Valcárcel is consider the father of indigenous nationalism in Perú and one of the most important composers of Latin-American of his time.
A descendant of Aymaras, Theodoro Valcárcel was one of the most prolific Peruvian composers of the first half of the twentieth century. He trained with Luis Dunker Lavalle, and in Europe with maestros such as Pedrell, Vicenzo, Schiepatti and Busoni. He gave concertos as the orchestra conductor and pianist in various European countries and in Peru. He composed works of all types: royal symphonies, for soloists with the orchestra, and royal songs for the choir. In 1935 he was the head of the Department of National Folklore in the Alcedo Academy, and in 1939, he was a member of the Institute of Peruvian Art’s Office of Music.

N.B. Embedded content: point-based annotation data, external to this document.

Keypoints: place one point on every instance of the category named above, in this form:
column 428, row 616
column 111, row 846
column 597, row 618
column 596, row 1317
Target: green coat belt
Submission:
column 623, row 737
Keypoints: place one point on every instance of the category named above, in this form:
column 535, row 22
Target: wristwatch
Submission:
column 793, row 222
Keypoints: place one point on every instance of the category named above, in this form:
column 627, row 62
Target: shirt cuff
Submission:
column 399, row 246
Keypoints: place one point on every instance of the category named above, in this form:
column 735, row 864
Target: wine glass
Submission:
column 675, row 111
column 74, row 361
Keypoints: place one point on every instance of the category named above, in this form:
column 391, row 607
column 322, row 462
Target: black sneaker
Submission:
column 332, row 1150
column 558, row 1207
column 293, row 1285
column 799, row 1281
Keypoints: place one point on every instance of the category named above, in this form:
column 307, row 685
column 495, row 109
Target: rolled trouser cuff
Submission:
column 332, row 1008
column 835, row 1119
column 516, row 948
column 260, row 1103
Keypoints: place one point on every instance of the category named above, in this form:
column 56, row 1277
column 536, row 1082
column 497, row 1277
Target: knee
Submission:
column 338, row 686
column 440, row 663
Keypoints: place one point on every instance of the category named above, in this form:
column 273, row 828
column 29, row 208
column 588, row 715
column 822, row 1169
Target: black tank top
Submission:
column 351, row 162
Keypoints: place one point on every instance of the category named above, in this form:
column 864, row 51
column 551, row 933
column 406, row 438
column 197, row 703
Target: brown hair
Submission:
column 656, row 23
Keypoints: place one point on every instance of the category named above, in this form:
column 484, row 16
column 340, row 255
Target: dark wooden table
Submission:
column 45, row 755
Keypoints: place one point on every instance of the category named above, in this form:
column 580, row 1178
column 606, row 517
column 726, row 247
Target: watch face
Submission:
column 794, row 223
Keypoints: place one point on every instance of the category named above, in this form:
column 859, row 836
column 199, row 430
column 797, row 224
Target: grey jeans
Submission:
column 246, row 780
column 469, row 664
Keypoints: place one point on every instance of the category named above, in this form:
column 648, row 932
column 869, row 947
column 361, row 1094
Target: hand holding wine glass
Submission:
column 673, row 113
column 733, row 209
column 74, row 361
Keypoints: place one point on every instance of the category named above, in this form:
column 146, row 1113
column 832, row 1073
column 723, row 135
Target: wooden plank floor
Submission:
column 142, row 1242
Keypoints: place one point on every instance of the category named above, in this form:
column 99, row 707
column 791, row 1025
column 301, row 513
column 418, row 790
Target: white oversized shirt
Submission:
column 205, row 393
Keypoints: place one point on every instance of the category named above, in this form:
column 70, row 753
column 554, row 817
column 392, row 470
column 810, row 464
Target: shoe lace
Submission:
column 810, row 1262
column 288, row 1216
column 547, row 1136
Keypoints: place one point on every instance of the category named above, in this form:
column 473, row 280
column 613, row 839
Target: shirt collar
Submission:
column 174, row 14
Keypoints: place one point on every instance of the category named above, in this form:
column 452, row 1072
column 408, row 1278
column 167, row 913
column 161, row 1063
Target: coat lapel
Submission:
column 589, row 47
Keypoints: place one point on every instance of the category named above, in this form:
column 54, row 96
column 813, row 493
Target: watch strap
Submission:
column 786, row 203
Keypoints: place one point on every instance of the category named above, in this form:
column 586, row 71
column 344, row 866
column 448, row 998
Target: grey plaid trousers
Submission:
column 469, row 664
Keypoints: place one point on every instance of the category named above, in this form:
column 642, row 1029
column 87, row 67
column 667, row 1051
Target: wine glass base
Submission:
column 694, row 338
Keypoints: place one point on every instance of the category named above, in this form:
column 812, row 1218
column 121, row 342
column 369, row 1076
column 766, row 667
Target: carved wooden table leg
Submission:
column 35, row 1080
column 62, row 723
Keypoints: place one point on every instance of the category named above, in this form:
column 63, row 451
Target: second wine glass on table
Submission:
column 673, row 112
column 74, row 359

Among his songs the most outstanding are the cycle of Treinta cantos del alma vernacular, a collection of high quality nationalist concerto songs within which the composer captured his knowledge of the Indian and mixed-blood motifs. Part of this cycle of songs was published by Editions Maurice Sénart in Paris in 1930 with the title of Cuatro canciones incaicas (Four Inca songs).